(This is a long partial answer which at least gives a concrete example showing that two implications which you probably don't expect to be true are in fact not true)
To get a clear language going, let's be very explicit about naming these axioms.
Let's call by (Waldhausen) the Waldhausen axioms, and if I need to mention them explicitly I'll just write (Waldhausen Cyl 1) and (Waldhausen Cyl 2).
We'll call Gunnar's axioms by (Gunnar) and I'll denote the specific axioms as (Gunnar Cyl 1) and (Gunnar Cyl 2).

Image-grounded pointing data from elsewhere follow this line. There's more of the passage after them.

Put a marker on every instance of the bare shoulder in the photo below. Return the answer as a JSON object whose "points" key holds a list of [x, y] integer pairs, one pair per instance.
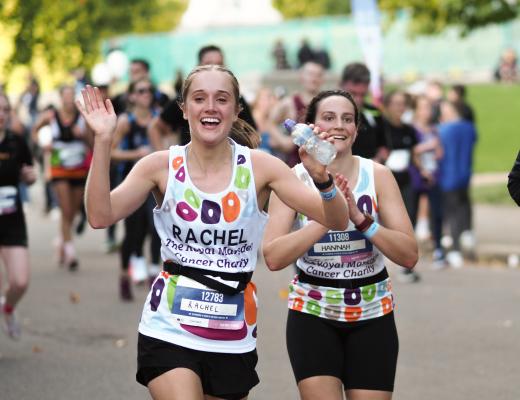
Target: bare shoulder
{"points": [[382, 173], [266, 166]]}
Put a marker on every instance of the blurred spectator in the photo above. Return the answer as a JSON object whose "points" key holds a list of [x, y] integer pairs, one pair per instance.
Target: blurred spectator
{"points": [[513, 184], [305, 53], [424, 173], [371, 141], [170, 125], [295, 107], [27, 107], [435, 92], [401, 141], [507, 70], [457, 94], [262, 106], [321, 56], [280, 55], [139, 69], [458, 138]]}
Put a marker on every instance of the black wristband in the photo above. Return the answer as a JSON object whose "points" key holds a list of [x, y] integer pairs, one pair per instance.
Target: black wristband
{"points": [[324, 185]]}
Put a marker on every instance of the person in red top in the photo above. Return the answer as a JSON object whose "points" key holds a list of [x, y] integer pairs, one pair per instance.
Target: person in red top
{"points": [[67, 163]]}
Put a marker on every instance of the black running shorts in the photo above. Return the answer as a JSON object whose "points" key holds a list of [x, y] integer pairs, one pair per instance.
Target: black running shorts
{"points": [[224, 375], [362, 354]]}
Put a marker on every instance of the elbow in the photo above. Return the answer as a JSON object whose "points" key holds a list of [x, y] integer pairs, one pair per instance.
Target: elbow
{"points": [[272, 263], [411, 259]]}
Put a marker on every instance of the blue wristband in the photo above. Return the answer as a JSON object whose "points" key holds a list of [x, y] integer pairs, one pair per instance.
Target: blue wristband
{"points": [[327, 196], [372, 230]]}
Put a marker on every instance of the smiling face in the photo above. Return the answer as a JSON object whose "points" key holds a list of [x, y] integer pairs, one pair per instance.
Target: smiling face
{"points": [[336, 115], [4, 112], [210, 105]]}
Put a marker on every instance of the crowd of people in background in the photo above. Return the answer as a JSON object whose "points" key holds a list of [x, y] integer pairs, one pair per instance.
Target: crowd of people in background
{"points": [[425, 137]]}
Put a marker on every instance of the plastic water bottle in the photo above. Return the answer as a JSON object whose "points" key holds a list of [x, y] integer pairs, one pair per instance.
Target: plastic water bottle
{"points": [[302, 135]]}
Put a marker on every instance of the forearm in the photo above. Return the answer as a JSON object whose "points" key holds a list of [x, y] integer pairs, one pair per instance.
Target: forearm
{"points": [[97, 194], [336, 213], [398, 247], [285, 250]]}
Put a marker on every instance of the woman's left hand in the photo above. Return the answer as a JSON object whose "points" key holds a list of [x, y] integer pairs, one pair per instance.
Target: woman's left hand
{"points": [[316, 170], [356, 216]]}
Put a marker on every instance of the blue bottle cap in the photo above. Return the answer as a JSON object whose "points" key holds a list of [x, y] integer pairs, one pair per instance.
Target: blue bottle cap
{"points": [[289, 124]]}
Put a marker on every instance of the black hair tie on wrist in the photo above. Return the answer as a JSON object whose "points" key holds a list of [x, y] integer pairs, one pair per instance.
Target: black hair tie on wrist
{"points": [[326, 184]]}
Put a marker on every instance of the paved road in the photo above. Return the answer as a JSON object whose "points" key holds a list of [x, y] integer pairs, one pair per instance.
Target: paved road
{"points": [[459, 332]]}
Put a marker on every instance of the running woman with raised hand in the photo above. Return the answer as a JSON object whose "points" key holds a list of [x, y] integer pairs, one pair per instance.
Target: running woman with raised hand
{"points": [[197, 335], [341, 334]]}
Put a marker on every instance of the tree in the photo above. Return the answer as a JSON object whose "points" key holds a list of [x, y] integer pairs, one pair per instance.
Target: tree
{"points": [[67, 34], [433, 16], [427, 16]]}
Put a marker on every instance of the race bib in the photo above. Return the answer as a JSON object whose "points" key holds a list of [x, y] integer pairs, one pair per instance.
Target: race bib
{"points": [[398, 160], [69, 155], [197, 305], [349, 246], [8, 200]]}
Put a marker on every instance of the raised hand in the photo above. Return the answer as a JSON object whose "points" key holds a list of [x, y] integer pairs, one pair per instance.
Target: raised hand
{"points": [[99, 115]]}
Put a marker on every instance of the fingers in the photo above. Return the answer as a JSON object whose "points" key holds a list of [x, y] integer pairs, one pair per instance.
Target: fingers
{"points": [[80, 108], [86, 101], [99, 98], [109, 106], [92, 97]]}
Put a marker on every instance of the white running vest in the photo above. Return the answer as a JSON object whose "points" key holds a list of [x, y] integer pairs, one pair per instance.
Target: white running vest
{"points": [[343, 255], [346, 254], [212, 231]]}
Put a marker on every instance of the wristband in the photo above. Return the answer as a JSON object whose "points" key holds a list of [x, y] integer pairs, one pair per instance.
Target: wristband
{"points": [[324, 185], [372, 230], [327, 196], [365, 224]]}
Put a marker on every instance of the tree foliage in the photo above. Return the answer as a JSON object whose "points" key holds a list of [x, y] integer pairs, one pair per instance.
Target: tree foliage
{"points": [[67, 34], [306, 8], [427, 16], [433, 16]]}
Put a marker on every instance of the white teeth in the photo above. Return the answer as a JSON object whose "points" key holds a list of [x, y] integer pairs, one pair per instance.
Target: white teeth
{"points": [[210, 120]]}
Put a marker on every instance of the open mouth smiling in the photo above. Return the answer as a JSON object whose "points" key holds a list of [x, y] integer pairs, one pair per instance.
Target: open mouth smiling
{"points": [[210, 121]]}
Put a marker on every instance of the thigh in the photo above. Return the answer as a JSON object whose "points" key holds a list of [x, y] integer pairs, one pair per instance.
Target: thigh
{"points": [[178, 383], [371, 355], [16, 260], [314, 346]]}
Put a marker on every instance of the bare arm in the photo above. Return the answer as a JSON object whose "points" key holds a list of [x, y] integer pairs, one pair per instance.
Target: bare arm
{"points": [[281, 247], [273, 174], [157, 130], [105, 208]]}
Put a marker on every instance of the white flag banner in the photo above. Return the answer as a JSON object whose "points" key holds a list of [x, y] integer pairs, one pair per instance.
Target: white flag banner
{"points": [[367, 20]]}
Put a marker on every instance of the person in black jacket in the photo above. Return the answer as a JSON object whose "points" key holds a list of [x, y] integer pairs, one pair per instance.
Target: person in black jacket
{"points": [[513, 184], [171, 120]]}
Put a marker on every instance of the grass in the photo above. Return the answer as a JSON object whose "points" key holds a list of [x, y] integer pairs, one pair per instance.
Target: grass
{"points": [[496, 194], [497, 110]]}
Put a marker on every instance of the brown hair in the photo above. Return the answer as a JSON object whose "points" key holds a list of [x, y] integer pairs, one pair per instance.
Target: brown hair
{"points": [[241, 132]]}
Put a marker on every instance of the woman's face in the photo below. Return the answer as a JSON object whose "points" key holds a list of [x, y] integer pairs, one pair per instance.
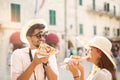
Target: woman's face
{"points": [[94, 54]]}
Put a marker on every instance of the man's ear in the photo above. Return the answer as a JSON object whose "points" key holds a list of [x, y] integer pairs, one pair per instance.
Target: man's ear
{"points": [[28, 38]]}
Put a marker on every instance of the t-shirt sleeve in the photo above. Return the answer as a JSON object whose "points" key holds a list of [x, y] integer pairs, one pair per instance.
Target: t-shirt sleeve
{"points": [[16, 65], [103, 75]]}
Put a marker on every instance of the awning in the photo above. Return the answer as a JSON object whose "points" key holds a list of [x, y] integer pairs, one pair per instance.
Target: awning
{"points": [[15, 38]]}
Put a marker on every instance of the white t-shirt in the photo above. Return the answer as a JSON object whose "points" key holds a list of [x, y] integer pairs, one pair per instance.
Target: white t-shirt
{"points": [[20, 60], [102, 74]]}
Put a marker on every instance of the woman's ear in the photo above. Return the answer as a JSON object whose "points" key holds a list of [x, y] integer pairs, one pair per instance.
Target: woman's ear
{"points": [[28, 38]]}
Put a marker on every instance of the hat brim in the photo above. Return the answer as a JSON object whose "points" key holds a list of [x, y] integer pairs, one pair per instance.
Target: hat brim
{"points": [[28, 26], [86, 43], [105, 52]]}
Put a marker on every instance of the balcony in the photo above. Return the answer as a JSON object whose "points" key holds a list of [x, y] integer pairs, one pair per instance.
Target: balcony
{"points": [[100, 12]]}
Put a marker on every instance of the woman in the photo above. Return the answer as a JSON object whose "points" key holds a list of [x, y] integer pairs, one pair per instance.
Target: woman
{"points": [[99, 53]]}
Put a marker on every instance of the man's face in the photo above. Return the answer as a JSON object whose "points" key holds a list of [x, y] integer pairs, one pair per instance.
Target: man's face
{"points": [[38, 36]]}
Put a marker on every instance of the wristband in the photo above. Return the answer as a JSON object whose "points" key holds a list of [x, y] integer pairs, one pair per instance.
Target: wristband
{"points": [[76, 76]]}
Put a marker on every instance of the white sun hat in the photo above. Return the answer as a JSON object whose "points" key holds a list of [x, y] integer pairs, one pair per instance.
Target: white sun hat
{"points": [[28, 26], [101, 43], [104, 45]]}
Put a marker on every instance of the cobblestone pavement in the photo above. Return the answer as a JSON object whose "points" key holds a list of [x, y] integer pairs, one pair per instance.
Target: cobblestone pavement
{"points": [[64, 74]]}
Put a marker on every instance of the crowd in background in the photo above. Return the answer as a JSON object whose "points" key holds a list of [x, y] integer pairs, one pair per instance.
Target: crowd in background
{"points": [[116, 54]]}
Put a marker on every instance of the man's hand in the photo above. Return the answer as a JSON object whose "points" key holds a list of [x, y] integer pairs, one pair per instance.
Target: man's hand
{"points": [[38, 60]]}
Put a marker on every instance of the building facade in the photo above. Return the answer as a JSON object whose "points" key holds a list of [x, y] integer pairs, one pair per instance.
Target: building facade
{"points": [[67, 18]]}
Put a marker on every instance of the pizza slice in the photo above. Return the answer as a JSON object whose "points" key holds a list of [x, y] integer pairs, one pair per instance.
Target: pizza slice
{"points": [[45, 49]]}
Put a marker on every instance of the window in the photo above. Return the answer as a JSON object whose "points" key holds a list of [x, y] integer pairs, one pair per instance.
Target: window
{"points": [[94, 4], [15, 12], [106, 7], [80, 2], [52, 18], [81, 28], [94, 30]]}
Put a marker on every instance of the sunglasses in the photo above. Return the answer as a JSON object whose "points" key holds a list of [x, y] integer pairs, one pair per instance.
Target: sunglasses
{"points": [[40, 35]]}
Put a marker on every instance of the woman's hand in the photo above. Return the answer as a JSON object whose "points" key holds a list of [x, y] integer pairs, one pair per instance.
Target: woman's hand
{"points": [[73, 67], [38, 60]]}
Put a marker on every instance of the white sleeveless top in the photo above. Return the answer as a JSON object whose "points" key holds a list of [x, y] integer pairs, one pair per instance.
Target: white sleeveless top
{"points": [[102, 74]]}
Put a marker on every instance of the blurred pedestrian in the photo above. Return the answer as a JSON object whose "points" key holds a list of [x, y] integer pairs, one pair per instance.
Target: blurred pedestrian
{"points": [[15, 43], [99, 53], [26, 65], [53, 40]]}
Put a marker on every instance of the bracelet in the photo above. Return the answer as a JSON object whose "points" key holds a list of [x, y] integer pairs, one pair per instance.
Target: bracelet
{"points": [[45, 64], [76, 76]]}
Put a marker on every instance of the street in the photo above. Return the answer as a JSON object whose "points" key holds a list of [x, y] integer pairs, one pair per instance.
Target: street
{"points": [[63, 73], [66, 75]]}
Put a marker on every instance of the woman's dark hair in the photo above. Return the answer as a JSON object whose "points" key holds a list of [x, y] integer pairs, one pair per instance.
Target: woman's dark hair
{"points": [[104, 62], [33, 27]]}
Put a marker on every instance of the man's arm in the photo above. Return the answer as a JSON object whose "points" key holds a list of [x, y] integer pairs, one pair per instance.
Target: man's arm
{"points": [[51, 75]]}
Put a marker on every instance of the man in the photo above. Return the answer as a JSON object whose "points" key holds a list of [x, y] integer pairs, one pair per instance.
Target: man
{"points": [[26, 65]]}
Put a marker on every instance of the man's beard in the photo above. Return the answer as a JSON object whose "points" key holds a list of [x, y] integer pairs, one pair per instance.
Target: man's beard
{"points": [[37, 46]]}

For Weibel's axioms, we'll get a little bit more complicated. We'll call the lot by (Weibel), and we'll split the axioms a little more finely into the first three which correspond exactly to what you've listed, so (Weibel Cyl 1), (Weibel Cyl 2), (Weibel Cyl 3). The fourth axiom let's split into:
(Weibel Cyl 4a) : Given a map $(a,b): f \rightarrow f'$ in $\mathcal{C}/\mathcal{C}$, if $a$ and $b$ are cofibrations in $\mathcal{C}$, then so is $T(f) \rightarrow T(f')$.
and
(Weibel Cyl 4b) : Given a map $(a,b): f \rightarrow f'$ in $\mathcal{C}/\mathcal{C}$, if $a$ and $b$ are cofibrations in $\mathcal{C}$, then the map induced by (Weibel Cyl 2) $ A' \coprod_A T(f) \coprod_B B' \rightarrow T(f')$.

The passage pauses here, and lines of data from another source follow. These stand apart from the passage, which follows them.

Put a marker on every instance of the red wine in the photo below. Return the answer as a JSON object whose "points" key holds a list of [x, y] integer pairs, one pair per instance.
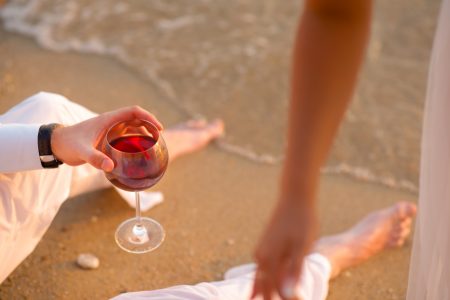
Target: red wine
{"points": [[138, 166], [133, 143]]}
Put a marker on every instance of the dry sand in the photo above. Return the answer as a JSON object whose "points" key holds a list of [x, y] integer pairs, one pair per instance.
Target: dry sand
{"points": [[216, 202]]}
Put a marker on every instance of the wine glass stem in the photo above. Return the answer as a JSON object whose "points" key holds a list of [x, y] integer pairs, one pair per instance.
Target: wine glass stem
{"points": [[138, 209]]}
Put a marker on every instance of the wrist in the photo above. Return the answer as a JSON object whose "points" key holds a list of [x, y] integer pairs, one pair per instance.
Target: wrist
{"points": [[56, 142]]}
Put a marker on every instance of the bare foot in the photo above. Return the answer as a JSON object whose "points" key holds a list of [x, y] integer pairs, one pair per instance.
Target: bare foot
{"points": [[379, 230], [191, 136]]}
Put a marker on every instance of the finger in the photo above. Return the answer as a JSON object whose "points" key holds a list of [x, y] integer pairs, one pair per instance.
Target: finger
{"points": [[257, 288], [99, 160]]}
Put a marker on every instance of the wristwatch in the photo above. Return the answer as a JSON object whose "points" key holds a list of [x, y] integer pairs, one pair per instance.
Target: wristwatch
{"points": [[48, 160]]}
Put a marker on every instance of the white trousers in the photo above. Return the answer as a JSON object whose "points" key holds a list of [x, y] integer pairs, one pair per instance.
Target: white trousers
{"points": [[31, 199]]}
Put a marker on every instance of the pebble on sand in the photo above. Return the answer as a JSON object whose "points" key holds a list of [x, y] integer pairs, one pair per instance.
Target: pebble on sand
{"points": [[88, 261]]}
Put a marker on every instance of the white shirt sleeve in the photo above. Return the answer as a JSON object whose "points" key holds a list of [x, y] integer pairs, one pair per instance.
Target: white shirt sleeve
{"points": [[19, 148]]}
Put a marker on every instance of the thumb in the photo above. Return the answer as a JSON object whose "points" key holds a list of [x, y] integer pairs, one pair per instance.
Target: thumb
{"points": [[100, 161]]}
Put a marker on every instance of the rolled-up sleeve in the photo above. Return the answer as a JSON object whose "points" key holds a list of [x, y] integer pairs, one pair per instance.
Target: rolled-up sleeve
{"points": [[19, 148]]}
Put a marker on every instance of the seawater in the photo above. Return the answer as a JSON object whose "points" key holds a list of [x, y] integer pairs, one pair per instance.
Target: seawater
{"points": [[230, 59]]}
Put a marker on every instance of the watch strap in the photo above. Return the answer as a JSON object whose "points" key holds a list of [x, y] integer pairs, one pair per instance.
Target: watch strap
{"points": [[48, 160]]}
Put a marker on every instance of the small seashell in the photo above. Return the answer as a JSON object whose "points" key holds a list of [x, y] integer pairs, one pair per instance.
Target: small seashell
{"points": [[88, 261]]}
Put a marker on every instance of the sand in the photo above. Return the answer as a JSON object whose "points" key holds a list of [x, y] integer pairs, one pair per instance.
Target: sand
{"points": [[216, 202]]}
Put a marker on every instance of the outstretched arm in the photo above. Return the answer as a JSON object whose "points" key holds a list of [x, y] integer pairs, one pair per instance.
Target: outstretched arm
{"points": [[328, 52]]}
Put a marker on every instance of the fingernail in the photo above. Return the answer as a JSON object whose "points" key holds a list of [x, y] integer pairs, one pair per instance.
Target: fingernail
{"points": [[288, 289]]}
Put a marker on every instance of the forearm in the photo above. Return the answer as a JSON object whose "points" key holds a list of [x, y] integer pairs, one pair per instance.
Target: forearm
{"points": [[327, 56], [19, 150]]}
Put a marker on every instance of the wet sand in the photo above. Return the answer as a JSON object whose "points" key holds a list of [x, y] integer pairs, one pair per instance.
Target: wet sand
{"points": [[216, 202]]}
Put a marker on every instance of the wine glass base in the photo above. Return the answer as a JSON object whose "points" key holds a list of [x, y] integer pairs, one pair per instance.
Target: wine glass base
{"points": [[139, 239]]}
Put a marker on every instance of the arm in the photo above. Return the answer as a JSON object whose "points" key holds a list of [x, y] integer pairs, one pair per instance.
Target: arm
{"points": [[328, 51], [73, 145], [18, 141]]}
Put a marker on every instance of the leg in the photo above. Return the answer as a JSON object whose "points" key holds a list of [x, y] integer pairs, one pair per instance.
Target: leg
{"points": [[378, 231], [382, 229], [30, 200]]}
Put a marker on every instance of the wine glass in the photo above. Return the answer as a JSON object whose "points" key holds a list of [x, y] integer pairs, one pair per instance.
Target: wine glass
{"points": [[140, 159]]}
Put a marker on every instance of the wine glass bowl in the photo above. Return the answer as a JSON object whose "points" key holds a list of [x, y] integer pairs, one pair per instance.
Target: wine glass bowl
{"points": [[139, 154], [140, 160]]}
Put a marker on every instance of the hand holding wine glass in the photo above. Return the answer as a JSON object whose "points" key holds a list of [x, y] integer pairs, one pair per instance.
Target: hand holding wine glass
{"points": [[140, 159], [78, 144]]}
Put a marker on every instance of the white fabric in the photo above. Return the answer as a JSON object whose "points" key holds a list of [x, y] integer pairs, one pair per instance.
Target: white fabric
{"points": [[429, 276], [30, 199], [20, 140], [238, 285]]}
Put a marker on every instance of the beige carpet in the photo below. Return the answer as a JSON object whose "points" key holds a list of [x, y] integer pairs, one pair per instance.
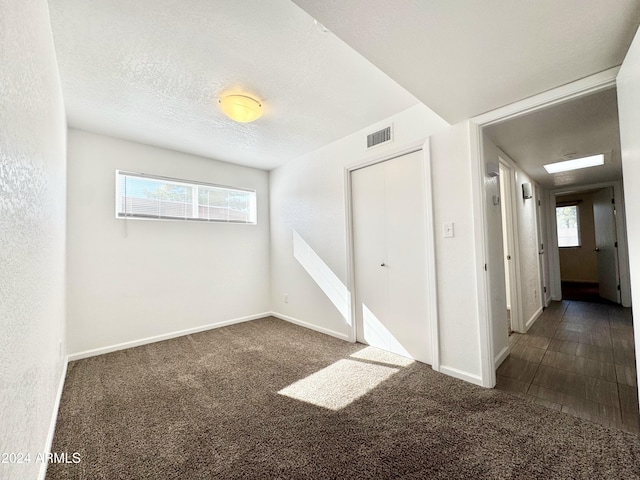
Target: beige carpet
{"points": [[267, 399]]}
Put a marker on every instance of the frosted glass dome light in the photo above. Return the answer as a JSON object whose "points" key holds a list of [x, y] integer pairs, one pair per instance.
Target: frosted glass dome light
{"points": [[241, 108]]}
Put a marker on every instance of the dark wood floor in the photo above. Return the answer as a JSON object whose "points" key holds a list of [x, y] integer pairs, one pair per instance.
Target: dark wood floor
{"points": [[579, 358]]}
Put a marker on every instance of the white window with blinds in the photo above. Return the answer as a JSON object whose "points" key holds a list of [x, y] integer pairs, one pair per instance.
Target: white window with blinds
{"points": [[145, 196]]}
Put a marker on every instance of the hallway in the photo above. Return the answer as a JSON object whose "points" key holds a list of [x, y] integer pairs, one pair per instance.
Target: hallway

Okay, so with this language in place it follows quickly from the axioms of a Waldhausen category that (Gunnar) $\Rightarrow$ (Weibel), and also that (Waldhausen) $\Rightarrow$ (Weibel Cyl 1) + (Weibel Cyl 2) + (Weibel Cyl 3) + (Weibel Cyl 4a).

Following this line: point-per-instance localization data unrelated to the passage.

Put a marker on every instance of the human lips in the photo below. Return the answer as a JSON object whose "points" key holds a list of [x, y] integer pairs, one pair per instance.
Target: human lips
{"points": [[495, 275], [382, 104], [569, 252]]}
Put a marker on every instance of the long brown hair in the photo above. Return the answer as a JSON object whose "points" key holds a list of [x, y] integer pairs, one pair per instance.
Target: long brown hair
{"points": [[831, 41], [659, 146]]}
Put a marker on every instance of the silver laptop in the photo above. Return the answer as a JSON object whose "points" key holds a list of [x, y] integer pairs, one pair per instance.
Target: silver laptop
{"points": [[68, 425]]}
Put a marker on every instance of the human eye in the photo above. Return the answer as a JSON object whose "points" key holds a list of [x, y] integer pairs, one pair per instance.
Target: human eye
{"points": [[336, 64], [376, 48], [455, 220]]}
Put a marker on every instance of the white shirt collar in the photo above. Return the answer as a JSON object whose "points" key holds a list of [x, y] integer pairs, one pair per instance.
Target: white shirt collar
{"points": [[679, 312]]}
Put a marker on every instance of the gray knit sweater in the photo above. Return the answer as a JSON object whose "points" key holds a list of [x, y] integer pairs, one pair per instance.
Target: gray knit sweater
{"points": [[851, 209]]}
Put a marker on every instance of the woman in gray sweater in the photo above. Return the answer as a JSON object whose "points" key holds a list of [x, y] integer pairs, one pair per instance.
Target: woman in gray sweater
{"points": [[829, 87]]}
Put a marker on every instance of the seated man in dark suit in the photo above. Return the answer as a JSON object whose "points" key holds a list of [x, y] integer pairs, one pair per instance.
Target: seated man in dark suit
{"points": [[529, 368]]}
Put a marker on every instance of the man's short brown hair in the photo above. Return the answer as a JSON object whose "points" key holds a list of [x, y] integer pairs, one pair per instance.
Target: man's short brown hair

At a glance, it feels that it should be true that (Waldhausen) $\Rightarrow$ (Gunnar), but I have a toy example that I thought contradicts this, but does not. It does contradict (Weibel) $\Rightarrow$ (Waldhausen) and (Weibel) $\Rightarrow$ (Gunnar) which I certainly expected anyway.
Let $\mathcal{C}$ be the category of pointed finite sets, with $\mathrm{cof}\,\mathcal{C} = \mathrm{w}\,\mathcal{C}$ to be the injections. This gives a non-saturated Waldhausen category, and we can give it a cylinder functor which for $f: A \rightarrow B$ is defined to be $A \times B$, with $j_1 = \mathrm{id}_A \times f$, $j_2 = \{a\} \times \mathrm{id}_B$, and $p = \pi_2$. (You have to be slightly more careful here to get set-theoretic equality for (Waldhausen Cyl 2) but it's fixable). For a morphism of arrows $(g,h) : f \rightarrow f'$, define $T((g,h))$ to simply be $g \times h$.
To see that we get most of (Waldhausen Cyl 1): notice $A \vee B$ always injects into $A \times B = T(f)$, so that we always take cofibrations to cofibrations and weak equivalences to weak equivalences. Clearly $pt \rightarrow pt \mapsto pt \rightarrow pt$ from $\mathrm{Ar}\, \mathcal{C}$ to $\mathrm{F}_1 \, \mathcal{C}$ so that it takes zero to zero. We just need to check that it preserves pushout's along cofibrations, but it does not. Thus this is not a Waldhausen cylinder functor.
It can't be a Gunnar cylinder functor either for cardinality reasons. Given a diagram $B \leftarrow A \rightarrow C$ the pushout $D$ is a quotient of $B \vee C$ and so $|D| \leq |B|+|C|$, but $T(f)$ grows like $|B|\cdot |C|$, and so picking relatively large $X',Y'$ means that $T(f')$ can be much larger than $|T(f)|+|X'\vee Y'| < |T(f)|+|X'|+|Y'|$.
Now you can quickly check that we satisfy (Weibel), and you get the proposition.
I suspect that in general (Waldhausen) does not imply either (Weibel Cyl 4b) or (Gunnar), and that (Gunnar) doesn't imply (Waldhausen) but I suspect you'll need even stranger examples. In any case, all three do cover the important examples that we care about the most.